The aim of antitrust law (respectively cartell law) is to protect unrestricted and undistorted competition.. To this end, antitrust law, which is strongly influenced by European law, is based on three major regulatory issues:
1. Prohibition of agreements restricting competition
Central provisions of antitrust law contain a ban on agreements restricting competition. The scope of the corresponding bans is large, greater than often assumed. In particular, restrictions or prohibitions apply not only to so-called “hardcore cartels”, which at first glance appear problematic and in which customer groups are divided between competitors or prices are agreed. Instead, agreements that have a much less direct impact on competition are also subject to antitrust regulations and therefore need to be carefully designed. These include vertical agreements such as authorised dealer agreements, which may give rise to antitrust concerns, for example as a result of provisions on the granting of territorial exclusivity. Similarly, licence agreements, for example, also need to be reviewed from an antitrust perspective, as restrictions on the licencee’s activities must often be agreed in order to protect the licenced rights. Contracts for research and development cooperation or for cooperation in production also regularly require antitrust review as to whether contracts which, for example, prescribe the exploitation of the research results or the produced goods by one party only restrict competition in an unlawful manner.
2. Prohibition of abuse of a dominant position
Antitrust law also covers rules restricting the abuse of a dominant market position. A company which holds a dominant position (and this is already obvious with a market share of 40%) may only make limited use of the freedom of contract. Rather, in principle, it must treat other companies equally, for example with regard to deliveries, or may only treat them differently for an objectively justified reason.
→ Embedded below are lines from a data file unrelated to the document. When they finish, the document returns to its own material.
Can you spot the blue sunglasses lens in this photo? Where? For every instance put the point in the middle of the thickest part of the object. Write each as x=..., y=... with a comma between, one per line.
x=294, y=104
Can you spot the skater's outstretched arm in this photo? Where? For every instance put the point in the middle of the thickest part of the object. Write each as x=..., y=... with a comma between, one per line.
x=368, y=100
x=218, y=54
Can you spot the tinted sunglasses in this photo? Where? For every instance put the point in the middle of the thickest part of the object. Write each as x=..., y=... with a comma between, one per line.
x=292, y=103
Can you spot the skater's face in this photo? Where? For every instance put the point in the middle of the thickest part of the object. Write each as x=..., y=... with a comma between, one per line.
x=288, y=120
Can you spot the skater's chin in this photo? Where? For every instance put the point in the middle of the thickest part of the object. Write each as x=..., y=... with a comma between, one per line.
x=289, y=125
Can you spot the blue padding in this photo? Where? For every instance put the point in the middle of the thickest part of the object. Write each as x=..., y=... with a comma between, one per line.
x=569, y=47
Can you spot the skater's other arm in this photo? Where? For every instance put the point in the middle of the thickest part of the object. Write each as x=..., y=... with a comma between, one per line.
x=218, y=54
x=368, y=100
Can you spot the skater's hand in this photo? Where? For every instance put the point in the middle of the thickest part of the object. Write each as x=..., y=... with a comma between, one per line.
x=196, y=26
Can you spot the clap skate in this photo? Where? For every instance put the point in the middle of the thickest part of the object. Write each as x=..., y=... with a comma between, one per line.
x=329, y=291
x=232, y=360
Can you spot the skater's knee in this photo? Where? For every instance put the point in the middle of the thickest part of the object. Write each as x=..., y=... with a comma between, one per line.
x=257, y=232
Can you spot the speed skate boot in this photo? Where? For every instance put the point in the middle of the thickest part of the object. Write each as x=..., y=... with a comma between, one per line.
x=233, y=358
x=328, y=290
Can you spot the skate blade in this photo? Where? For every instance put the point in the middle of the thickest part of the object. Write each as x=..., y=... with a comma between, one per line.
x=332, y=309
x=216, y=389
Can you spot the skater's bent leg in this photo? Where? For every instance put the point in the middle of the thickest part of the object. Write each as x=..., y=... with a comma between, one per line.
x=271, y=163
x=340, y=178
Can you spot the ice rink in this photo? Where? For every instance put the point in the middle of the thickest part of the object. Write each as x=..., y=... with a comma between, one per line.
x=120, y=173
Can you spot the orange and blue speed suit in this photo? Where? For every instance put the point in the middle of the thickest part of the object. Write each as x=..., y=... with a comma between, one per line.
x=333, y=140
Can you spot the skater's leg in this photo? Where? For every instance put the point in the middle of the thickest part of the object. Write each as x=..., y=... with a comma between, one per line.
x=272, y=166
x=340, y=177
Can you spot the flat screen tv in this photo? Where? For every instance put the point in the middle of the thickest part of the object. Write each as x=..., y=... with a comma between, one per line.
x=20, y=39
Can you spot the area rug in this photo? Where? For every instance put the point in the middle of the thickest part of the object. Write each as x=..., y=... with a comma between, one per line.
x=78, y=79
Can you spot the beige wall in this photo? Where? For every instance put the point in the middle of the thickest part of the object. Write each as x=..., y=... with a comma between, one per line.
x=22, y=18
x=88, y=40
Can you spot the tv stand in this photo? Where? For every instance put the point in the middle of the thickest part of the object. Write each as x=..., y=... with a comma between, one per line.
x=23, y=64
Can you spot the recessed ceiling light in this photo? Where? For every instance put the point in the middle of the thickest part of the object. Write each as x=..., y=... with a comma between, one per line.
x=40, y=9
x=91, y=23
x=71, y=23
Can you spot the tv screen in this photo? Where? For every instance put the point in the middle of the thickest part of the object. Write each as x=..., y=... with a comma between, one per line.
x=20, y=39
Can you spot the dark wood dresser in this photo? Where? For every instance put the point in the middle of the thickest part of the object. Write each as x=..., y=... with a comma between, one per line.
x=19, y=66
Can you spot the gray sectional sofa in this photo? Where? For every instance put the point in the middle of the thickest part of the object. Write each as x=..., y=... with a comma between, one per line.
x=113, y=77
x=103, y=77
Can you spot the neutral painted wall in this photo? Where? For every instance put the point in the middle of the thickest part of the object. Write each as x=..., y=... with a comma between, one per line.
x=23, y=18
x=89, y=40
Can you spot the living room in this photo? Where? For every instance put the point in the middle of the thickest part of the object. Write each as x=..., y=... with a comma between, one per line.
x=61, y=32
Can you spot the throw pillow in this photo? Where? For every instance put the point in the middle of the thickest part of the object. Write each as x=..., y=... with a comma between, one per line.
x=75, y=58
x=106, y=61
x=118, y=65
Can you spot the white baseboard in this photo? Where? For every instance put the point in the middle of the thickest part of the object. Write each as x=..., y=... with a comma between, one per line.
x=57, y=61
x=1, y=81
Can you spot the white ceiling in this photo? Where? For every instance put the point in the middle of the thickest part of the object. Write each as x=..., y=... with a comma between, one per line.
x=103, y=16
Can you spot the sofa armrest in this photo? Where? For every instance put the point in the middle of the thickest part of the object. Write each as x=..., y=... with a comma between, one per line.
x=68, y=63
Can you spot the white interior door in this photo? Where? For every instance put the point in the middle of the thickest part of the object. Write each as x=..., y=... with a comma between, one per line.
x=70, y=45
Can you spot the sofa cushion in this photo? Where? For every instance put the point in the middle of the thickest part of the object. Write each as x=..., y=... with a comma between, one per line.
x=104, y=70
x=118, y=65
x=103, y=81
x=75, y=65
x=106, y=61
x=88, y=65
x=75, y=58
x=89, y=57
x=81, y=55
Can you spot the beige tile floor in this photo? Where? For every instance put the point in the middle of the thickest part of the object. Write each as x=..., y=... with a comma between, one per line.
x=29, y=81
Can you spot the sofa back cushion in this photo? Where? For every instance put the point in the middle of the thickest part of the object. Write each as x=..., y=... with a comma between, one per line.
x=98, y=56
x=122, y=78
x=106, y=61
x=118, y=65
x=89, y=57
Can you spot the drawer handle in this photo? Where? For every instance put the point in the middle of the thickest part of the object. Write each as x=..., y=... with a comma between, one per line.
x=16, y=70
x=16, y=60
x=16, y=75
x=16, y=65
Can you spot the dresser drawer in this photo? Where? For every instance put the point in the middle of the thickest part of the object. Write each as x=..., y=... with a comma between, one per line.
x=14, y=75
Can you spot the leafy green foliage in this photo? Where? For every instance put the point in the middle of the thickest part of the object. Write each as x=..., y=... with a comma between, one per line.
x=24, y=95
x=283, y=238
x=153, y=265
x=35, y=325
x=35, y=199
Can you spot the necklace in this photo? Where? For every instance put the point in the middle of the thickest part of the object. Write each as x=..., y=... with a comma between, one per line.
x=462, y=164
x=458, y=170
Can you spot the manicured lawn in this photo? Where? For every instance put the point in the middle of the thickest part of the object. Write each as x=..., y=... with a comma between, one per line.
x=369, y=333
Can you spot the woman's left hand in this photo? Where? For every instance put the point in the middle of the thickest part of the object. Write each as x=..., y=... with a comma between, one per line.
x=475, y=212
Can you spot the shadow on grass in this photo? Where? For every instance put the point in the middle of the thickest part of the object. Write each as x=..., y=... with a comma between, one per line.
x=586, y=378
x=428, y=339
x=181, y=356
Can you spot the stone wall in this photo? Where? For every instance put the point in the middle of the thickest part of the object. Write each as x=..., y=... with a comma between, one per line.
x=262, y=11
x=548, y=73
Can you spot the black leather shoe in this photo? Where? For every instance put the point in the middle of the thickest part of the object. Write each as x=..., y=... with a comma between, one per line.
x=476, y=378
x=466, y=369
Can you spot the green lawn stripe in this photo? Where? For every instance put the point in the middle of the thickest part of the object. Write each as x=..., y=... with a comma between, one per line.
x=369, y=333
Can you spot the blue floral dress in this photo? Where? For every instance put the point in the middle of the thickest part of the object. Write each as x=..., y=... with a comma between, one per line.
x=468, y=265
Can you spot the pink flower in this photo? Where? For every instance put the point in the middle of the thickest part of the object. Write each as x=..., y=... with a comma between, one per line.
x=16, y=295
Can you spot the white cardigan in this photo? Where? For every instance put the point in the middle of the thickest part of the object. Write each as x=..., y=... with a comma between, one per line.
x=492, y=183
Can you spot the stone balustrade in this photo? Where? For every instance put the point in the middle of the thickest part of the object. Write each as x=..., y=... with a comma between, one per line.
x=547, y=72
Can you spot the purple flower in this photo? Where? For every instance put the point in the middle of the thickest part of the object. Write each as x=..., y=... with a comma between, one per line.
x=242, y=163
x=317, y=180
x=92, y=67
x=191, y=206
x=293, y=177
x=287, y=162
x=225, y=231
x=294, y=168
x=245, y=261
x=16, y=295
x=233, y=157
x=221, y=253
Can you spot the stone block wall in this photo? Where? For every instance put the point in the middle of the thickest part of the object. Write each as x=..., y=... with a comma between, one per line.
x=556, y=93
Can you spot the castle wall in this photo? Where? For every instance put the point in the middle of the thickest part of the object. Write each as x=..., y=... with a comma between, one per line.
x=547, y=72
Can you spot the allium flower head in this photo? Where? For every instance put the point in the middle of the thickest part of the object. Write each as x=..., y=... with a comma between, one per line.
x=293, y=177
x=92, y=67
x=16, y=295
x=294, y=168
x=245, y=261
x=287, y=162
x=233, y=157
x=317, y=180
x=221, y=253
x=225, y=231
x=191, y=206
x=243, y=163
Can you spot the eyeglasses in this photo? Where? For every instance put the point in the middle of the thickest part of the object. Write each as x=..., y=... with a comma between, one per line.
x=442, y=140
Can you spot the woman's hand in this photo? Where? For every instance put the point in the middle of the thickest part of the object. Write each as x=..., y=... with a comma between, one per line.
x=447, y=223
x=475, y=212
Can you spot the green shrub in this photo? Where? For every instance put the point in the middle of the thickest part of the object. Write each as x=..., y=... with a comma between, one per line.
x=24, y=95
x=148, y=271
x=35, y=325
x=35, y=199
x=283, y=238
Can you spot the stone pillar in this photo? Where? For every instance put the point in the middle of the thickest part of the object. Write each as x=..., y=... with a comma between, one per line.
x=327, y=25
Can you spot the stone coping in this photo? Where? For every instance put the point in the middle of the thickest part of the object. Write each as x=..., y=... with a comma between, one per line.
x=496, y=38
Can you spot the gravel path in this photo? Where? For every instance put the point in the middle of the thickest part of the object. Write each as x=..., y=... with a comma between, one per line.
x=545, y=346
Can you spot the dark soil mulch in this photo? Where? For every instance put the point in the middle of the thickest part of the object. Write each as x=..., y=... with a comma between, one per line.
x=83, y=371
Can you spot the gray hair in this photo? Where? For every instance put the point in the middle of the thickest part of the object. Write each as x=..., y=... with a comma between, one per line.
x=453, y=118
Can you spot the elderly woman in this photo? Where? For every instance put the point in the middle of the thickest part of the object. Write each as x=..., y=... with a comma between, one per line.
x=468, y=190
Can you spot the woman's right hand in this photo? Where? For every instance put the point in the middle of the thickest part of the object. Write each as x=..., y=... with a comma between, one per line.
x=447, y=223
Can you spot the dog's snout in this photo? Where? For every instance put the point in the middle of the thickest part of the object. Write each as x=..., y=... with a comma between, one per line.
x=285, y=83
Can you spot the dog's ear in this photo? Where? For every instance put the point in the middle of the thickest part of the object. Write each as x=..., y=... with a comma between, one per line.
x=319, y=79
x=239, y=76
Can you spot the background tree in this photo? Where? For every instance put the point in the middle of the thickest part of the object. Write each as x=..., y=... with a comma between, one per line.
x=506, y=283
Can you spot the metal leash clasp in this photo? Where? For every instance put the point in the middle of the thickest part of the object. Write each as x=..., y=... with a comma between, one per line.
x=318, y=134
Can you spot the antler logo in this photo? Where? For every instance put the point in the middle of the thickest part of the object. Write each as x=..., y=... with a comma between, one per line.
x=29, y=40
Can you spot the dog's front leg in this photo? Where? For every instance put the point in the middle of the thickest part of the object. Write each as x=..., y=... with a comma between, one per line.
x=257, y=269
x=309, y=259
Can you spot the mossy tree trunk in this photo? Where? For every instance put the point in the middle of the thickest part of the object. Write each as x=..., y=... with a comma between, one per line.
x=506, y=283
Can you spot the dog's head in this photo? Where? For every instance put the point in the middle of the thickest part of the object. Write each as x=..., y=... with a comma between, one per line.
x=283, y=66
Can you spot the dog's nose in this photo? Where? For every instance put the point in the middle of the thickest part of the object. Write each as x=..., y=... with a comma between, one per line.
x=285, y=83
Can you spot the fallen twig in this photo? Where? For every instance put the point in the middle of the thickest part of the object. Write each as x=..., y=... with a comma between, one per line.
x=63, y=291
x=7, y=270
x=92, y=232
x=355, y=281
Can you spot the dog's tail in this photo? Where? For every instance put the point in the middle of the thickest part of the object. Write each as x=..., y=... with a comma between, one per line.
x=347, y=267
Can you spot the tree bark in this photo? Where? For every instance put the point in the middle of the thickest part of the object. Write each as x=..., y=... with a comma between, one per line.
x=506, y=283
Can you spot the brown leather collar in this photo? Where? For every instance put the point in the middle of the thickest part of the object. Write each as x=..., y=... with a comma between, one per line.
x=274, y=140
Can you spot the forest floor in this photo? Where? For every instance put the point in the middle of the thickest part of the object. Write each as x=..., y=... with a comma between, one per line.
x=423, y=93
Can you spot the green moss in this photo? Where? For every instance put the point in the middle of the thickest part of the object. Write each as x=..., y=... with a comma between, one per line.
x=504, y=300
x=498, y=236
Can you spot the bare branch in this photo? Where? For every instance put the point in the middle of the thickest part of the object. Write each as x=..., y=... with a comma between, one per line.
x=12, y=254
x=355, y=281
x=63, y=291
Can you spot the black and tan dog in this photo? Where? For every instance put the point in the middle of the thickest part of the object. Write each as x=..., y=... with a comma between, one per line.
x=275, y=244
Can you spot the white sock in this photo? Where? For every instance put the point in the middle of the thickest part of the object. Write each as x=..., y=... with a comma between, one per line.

Nor may the dominant market position be used to request fees or other terms and conditions (such as contract terms, links with other products) which could not be achieved without a dominant position.
3. Merger control
Finally, merger control is the subject of antitrust law. Above certain thresholds, acquisitions and mergers require the prior approval of the relevant cartel authorities.
While merger control requires that a company be a certain size (which may well be the case for small and medium-sized companies), the rules prohibiting agreements restricting competition and abusing a dominant market position apply irrespective of the (absolute) size of the company. They are therefore also relevant for small and medium-sized enterprises. In this respect, cartel law only ties in with market shares (subject to certain restrictions). It should be noted that specialised companies in particular can quickly achieve very high market shares, which can lead to the applicability of strict antitrust regulations.
Cartel law standards are of great importance in the practice of contract drafting and execution. This is not only due to the fact that in the event of a violation of cartel regulations in Germany significant fines (based on the company’s turnover) and additional fines against the responsible persons can be imposed, but also that agreements that violate cartel law are invalid and therefore contracts that contain cartel violations are subject to considerable uncertainty. In addition, there are financial risks from possible for damage claims by business partners injured by a cartel. In many foreign countries, violations of cartel law even constitute criminal offences. The resulting risk of criminal prosecution also affects domestic persons and companies, since the applicability of cartel regulations typically depends on the market in which an activity is carried out, i.e. an activity carried out from Germany in a foreign market must also be measured by local cartel standards.